As well as downloading the pages, it also rewrites them to use a local URL where URLs that would otherwise not work on the local system are used in the page (eg URLs that begin with http:// or the begin with a /).

It stores the downloaded files in a directory structure that mirrors the original site's, under a directory called server.domain.com:port. This way, multiple sites can all be loaded into the same directory structure, and if they link to each other, they can be rewritten to link to the local, rather than remote, versions.

Comprehensive URL selection facilities allow you to describe what documents you want to download, so that you don't end up downloading much more than you need.

WebCrawl is written in ANSI C, and should work on any POSIX system. With minor modifications, it should be possible to make it work on any operating system that supports TCP/IP sockets. It has been tested only on Linux.

OPTIONS

URL selection

-a

This causes the program to ask the user whether to download a page that it hasn't been otherwise instructed to (by default, this means off-site pages)

-f string

This causes the program to always follow links to URLs that contain the string. You can use this, for example, to prevent a crawl from going up beyond a single directory on a site (in conjunction with the -x option below); say you wanted to get http://www.web-sites.co.uk/jules but not any other site located on the same server. You could use the command line:

webcrawl -x -f /jules www.web-sites.co.uk/jules/ mirror

Another use would be if a site contained links to (eg) pictures, videos or sound clips on a remote server, you could use the following command line to get them:

webcrawl -f .jpg -f .gif -f .mpg -f .wav -f .au www.site.com/ mirror

Note that webcrawl always downloads inline images.

-d string

The opposite of -f, this option tells webcrawl never to get a URL containing the string. -d takes priority over all other URL selection options (except that it won't stop it from downloading inline images, which are always downloaded).

-u filename

Causes webcrawl to log unfollowed links to the file filename.

-x

Causes webcrawl not to automatically follow links to pages on the same server. This is useful in conjuction with the -f option to specify a subsection of an entire site to download.

-X

Causes webcrawl not to automatically download inline images (which it would otherwise do even when other options did not indicate that the image should be loaded). This is useful in conjunction with the -f option to specify a subsection of an entire site to download, when even the images concerned need careful selection.

Page re-writing:

-n: Turns off page rewriting completely.
-rx: Select which URLs to rewrite. Only URLs that begin with / or http: are considered for rewriting, all others are always left unchanged. This options selects which of these URLs are rewritten to point to local files, depending on the value of x.

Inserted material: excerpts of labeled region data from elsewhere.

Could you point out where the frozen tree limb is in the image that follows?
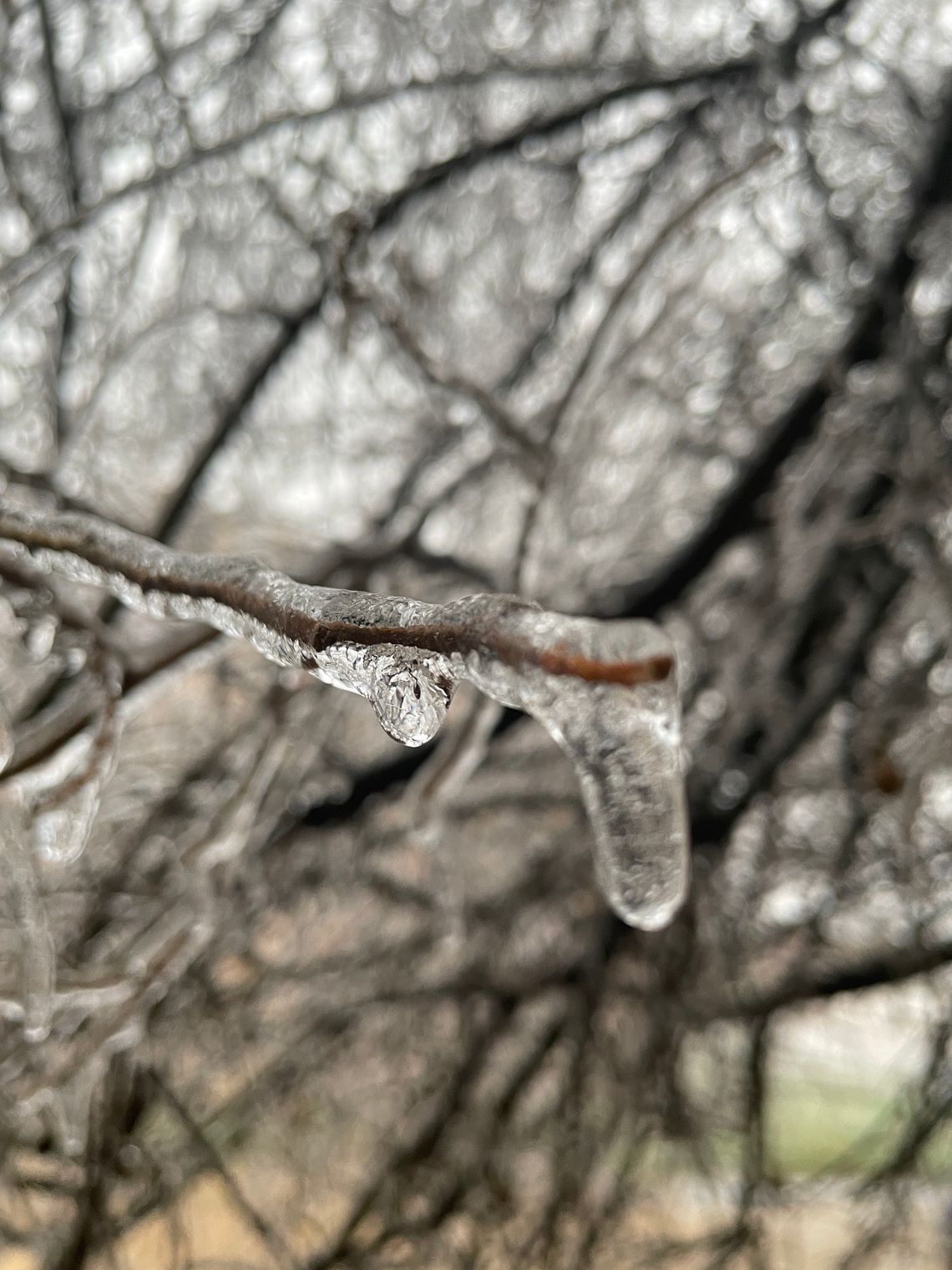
[0,499,688,930]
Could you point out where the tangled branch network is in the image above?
[0,496,688,930]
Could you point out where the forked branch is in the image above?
[0,489,686,928]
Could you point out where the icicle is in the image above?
[0,504,688,930]
[452,597,689,930]
[0,799,56,1041]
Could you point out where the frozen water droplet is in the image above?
[368,655,449,745]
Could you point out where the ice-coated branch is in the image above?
[0,496,688,930]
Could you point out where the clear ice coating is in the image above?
[444,597,689,930]
[0,505,689,930]
[0,798,56,1041]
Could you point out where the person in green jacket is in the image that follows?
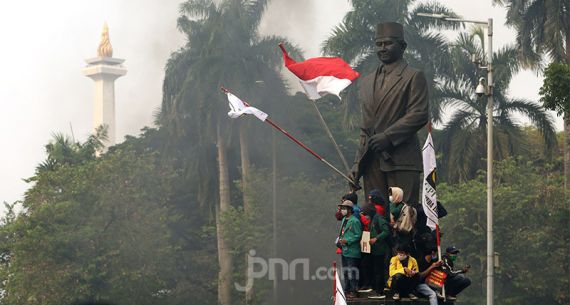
[338,200,362,299]
[369,207,391,299]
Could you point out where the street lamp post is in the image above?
[417,13,495,305]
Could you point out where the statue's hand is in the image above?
[347,164,361,191]
[368,133,391,153]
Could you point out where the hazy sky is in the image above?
[0,0,562,208]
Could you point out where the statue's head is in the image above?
[375,22,408,64]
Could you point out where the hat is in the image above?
[368,190,386,205]
[445,246,459,254]
[338,200,354,208]
[388,186,404,203]
[342,192,358,204]
[361,204,376,217]
[376,22,404,39]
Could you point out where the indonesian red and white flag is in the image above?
[422,132,439,230]
[226,92,268,122]
[279,44,360,100]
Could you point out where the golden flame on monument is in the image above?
[97,22,113,57]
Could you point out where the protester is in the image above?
[442,246,471,301]
[416,249,443,305]
[358,205,376,292]
[338,200,362,299]
[368,189,390,219]
[388,245,418,300]
[388,187,417,249]
[369,202,391,299]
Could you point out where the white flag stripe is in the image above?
[334,269,347,305]
[422,133,439,230]
[299,76,352,100]
[227,92,268,122]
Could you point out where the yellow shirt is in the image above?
[388,255,419,287]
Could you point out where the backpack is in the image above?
[394,204,417,233]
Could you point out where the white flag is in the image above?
[227,92,268,122]
[422,132,439,230]
[334,269,347,305]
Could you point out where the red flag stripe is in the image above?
[279,44,360,82]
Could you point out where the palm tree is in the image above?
[323,0,459,126]
[36,126,107,172]
[157,0,296,305]
[439,28,556,181]
[494,0,570,187]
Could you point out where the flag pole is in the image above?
[333,261,336,305]
[427,121,445,302]
[220,87,361,189]
[311,100,350,172]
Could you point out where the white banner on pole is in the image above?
[422,132,439,230]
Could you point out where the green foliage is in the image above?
[436,28,557,181]
[494,0,570,69]
[539,62,570,115]
[0,132,215,305]
[323,0,459,127]
[438,158,570,305]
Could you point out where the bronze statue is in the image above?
[349,22,428,204]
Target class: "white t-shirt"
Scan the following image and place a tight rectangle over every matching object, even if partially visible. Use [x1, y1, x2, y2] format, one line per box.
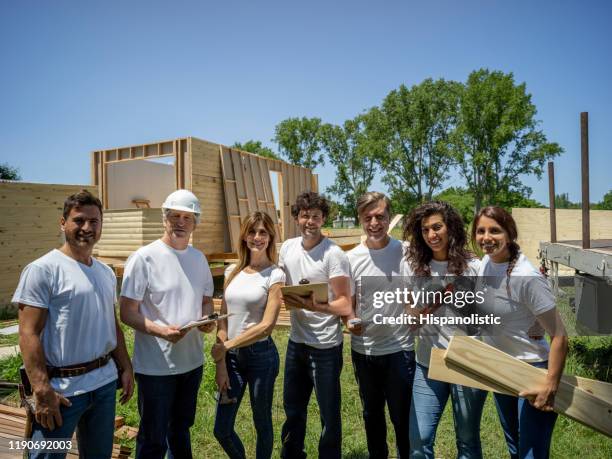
[479, 253, 555, 362]
[279, 236, 350, 349]
[12, 249, 117, 397]
[223, 265, 285, 339]
[404, 258, 480, 367]
[121, 239, 213, 375]
[347, 239, 414, 355]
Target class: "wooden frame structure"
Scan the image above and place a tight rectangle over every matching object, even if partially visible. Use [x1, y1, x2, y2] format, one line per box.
[91, 137, 318, 257]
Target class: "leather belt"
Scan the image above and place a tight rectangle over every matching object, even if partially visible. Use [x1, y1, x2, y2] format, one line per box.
[47, 353, 111, 378]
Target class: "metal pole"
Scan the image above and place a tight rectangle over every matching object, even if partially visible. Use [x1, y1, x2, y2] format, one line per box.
[548, 161, 557, 246]
[580, 112, 591, 249]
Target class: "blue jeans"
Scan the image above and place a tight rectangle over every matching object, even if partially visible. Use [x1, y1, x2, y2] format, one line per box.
[136, 366, 202, 459]
[214, 338, 280, 459]
[29, 381, 117, 459]
[351, 351, 415, 459]
[410, 364, 487, 459]
[281, 340, 342, 459]
[495, 362, 556, 459]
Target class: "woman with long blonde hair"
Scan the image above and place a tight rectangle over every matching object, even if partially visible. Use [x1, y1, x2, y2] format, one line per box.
[211, 211, 285, 459]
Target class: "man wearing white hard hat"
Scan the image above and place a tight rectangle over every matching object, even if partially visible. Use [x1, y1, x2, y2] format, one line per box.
[120, 190, 214, 458]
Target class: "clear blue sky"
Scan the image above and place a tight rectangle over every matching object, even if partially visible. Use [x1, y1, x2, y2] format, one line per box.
[0, 0, 612, 203]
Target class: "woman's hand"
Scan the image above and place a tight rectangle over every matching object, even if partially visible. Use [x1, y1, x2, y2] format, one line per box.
[215, 360, 230, 392]
[210, 343, 227, 362]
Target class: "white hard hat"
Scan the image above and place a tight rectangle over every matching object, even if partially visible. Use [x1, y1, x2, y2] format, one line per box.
[162, 190, 202, 223]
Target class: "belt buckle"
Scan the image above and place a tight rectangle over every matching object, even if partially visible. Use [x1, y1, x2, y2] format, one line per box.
[64, 367, 85, 378]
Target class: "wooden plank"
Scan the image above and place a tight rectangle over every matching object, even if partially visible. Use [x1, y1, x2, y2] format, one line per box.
[445, 336, 612, 437]
[428, 348, 612, 404]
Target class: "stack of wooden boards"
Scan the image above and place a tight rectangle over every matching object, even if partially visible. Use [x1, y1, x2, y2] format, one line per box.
[0, 404, 138, 459]
[429, 336, 612, 437]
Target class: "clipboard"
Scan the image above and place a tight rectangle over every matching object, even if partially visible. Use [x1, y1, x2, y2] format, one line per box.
[179, 313, 232, 331]
[281, 282, 328, 309]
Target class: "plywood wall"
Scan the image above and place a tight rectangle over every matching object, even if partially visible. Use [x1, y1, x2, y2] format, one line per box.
[512, 208, 612, 266]
[94, 208, 164, 258]
[106, 160, 176, 209]
[189, 137, 230, 254]
[0, 182, 97, 305]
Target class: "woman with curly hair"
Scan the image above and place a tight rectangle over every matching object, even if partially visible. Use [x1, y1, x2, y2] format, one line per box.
[472, 206, 568, 458]
[404, 201, 487, 459]
[211, 211, 285, 459]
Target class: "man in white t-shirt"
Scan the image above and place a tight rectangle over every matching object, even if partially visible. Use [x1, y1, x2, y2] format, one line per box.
[346, 192, 415, 458]
[279, 192, 351, 459]
[12, 190, 134, 458]
[120, 190, 214, 459]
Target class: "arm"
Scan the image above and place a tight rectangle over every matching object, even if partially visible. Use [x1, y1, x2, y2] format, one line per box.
[215, 283, 283, 351]
[119, 296, 187, 343]
[111, 314, 134, 405]
[19, 303, 71, 430]
[198, 296, 215, 333]
[210, 299, 229, 392]
[519, 308, 568, 411]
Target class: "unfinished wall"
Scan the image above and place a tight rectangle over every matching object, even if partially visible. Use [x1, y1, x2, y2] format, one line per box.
[512, 208, 612, 268]
[0, 181, 97, 305]
[94, 209, 165, 258]
[107, 160, 176, 209]
[188, 137, 230, 254]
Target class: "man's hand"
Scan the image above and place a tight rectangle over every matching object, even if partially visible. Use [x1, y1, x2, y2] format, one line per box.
[346, 319, 365, 336]
[34, 385, 72, 430]
[519, 385, 557, 411]
[210, 343, 227, 362]
[160, 325, 189, 344]
[198, 322, 215, 333]
[119, 367, 134, 405]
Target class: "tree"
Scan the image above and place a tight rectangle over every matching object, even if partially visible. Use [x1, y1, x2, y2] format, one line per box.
[272, 117, 325, 169]
[372, 79, 461, 212]
[455, 69, 563, 215]
[0, 163, 21, 180]
[435, 187, 474, 224]
[321, 114, 377, 224]
[555, 193, 580, 209]
[232, 140, 279, 159]
[592, 190, 612, 210]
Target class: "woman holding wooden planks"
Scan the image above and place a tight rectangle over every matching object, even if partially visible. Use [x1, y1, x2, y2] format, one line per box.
[404, 201, 487, 459]
[211, 211, 285, 459]
[472, 206, 567, 458]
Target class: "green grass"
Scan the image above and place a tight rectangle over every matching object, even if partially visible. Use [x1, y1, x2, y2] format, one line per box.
[0, 304, 612, 459]
[112, 328, 612, 459]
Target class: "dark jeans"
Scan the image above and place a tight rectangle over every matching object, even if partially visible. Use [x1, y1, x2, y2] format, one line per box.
[136, 366, 202, 459]
[351, 351, 415, 459]
[28, 381, 117, 459]
[281, 340, 342, 459]
[214, 338, 280, 459]
[495, 362, 556, 459]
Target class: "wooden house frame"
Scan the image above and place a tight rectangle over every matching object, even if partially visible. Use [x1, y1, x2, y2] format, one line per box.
[91, 137, 318, 257]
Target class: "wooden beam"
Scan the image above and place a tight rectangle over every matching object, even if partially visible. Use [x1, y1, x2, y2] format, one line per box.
[427, 348, 612, 403]
[445, 336, 612, 437]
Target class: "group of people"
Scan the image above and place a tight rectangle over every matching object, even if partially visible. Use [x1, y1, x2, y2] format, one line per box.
[13, 190, 567, 458]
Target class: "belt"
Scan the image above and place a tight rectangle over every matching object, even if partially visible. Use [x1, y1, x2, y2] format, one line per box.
[47, 353, 111, 378]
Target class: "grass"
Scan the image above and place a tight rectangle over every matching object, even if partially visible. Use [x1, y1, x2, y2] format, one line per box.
[0, 292, 612, 459]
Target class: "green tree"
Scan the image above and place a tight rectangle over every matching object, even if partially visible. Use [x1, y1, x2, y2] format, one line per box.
[372, 79, 461, 211]
[435, 187, 474, 224]
[232, 140, 279, 159]
[455, 69, 563, 211]
[555, 193, 580, 209]
[272, 117, 325, 169]
[321, 114, 377, 224]
[591, 190, 612, 210]
[0, 163, 21, 180]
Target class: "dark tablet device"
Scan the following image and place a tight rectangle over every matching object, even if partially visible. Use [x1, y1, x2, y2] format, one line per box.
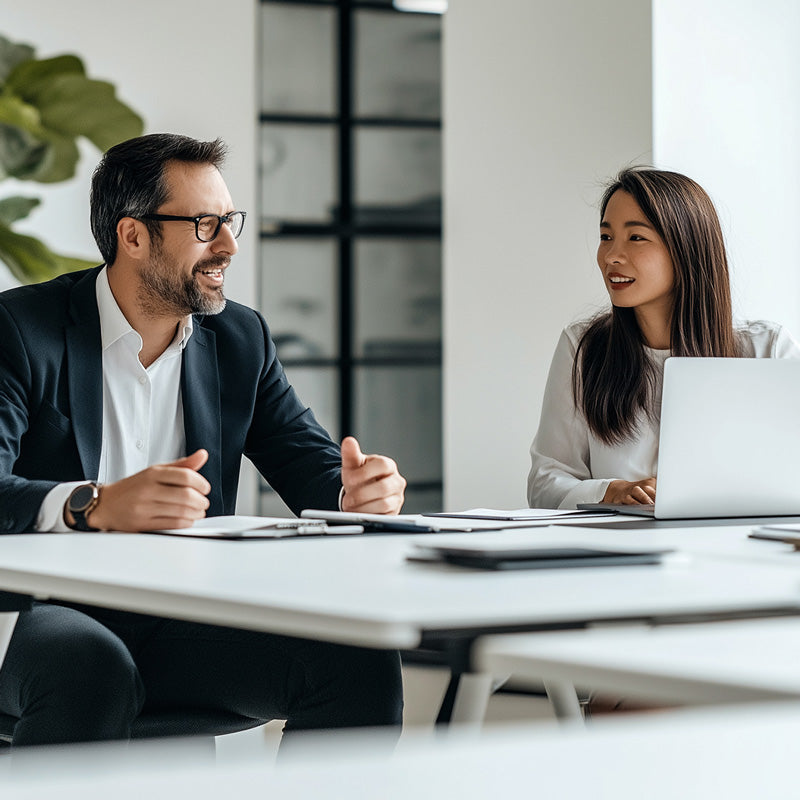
[416, 547, 671, 570]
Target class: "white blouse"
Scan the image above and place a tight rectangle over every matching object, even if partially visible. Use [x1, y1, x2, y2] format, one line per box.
[528, 320, 800, 508]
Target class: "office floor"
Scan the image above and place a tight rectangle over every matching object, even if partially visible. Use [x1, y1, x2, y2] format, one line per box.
[217, 666, 554, 761]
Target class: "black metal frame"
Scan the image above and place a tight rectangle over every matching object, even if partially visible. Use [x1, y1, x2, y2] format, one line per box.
[259, 0, 442, 506]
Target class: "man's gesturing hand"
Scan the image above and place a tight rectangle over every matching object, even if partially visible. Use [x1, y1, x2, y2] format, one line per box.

a: all absolute URLs are rewritten
l: Only URLs that point to pages on the same site are rewritten.
f (default): URLs for which the file that the rewritten URL would point to exists are rewritten. Note that rewriting occurs after all links in a page have been followed (if required), so this represents probably the most sensible option, and is therefore the default.

-k

Keep original filenames - disables changing of filenames to remove metacharacters that may confuse a web server, and to ensure that the extension on the end of the filename is a correct .html or .htm whenever the page has a text/html content type. (See Configuration Files below for a discusssion of how to achieve this with other file types).

-q

Disable process ID insertion into query filenames. Without this flag, and whenever -k is not in use, webcrawl rewrites the filenames of queries (defined as any fetch from a web server that includes a '?' character in the filename) to include the process ID of the webcrawl fetching the query in hexadecimal after the (escaped) '?' in the filename; this may be desirable if performing the same query multiple times to get different results. This flag disables this behaviour.

Recursion limiting:

-l[x] number

This option is used to limit the depth to which webcrawl will search the tree (forest) of interlinked pages. There are two parameters that may be set; with x as l, the initial limit is set, with x as r, the limit used after jumping to a remote site is set. If x is missed out, both limits are set.

-v

Increases the program's verbosity. Without this option, no reports on status are made unless errors occur, etc. Used once, webcrawl will report which URLs it is trying to download, and also which links it has decided not to follow. -v may be used more than once, but this is probably only useful for debugging purposes.

-o dir

Change the server root directory. This is the directory that the path specified at the end of the command line is relative to.

-p dir

Change the URL rewriting prefix. This is prepended to rewritten URLs, and should be a (relative) URL that points to the current server root directory. An example of the use of the -o and -p options is given below:

webcrawl -o /home/jules/public_html -p /~jules www.site.com/page.html mirrors

HTTP-related options
-A string: Causes webcrawl to send the specified string as the HTTP 'User-Agent' value, rather than the compiled in default (normally `Mozilla/4.05 [en] (X11; I; Linux 2.0.27 i586; Nav)', although this can be changed in the file web.h at compile time).
-t n: Specifies a timeout, in seconds. Default behaviour is to give up after this length of time from the initial connection attempt.
-T: Changes the timeout behaviour. With this flag, the timeout occurs only if no data is received from the server for the specified length of time.

CONFIGURATION FILES

webcrawl uses configuration files at present to specify rules for the rewriting of filenames. It searches for files in /etc/webcrawl.conf, /usr/local/etc/webcrawl.conf, and $HOME/.webcrawl and processes all files it finds in that order. Parameters set in one file may be overriden by subsequent files. Note that it is perfectly possible to use webcrawl without a configuration file - it is only for advanced features that are too complex to configure on the command line that it is required.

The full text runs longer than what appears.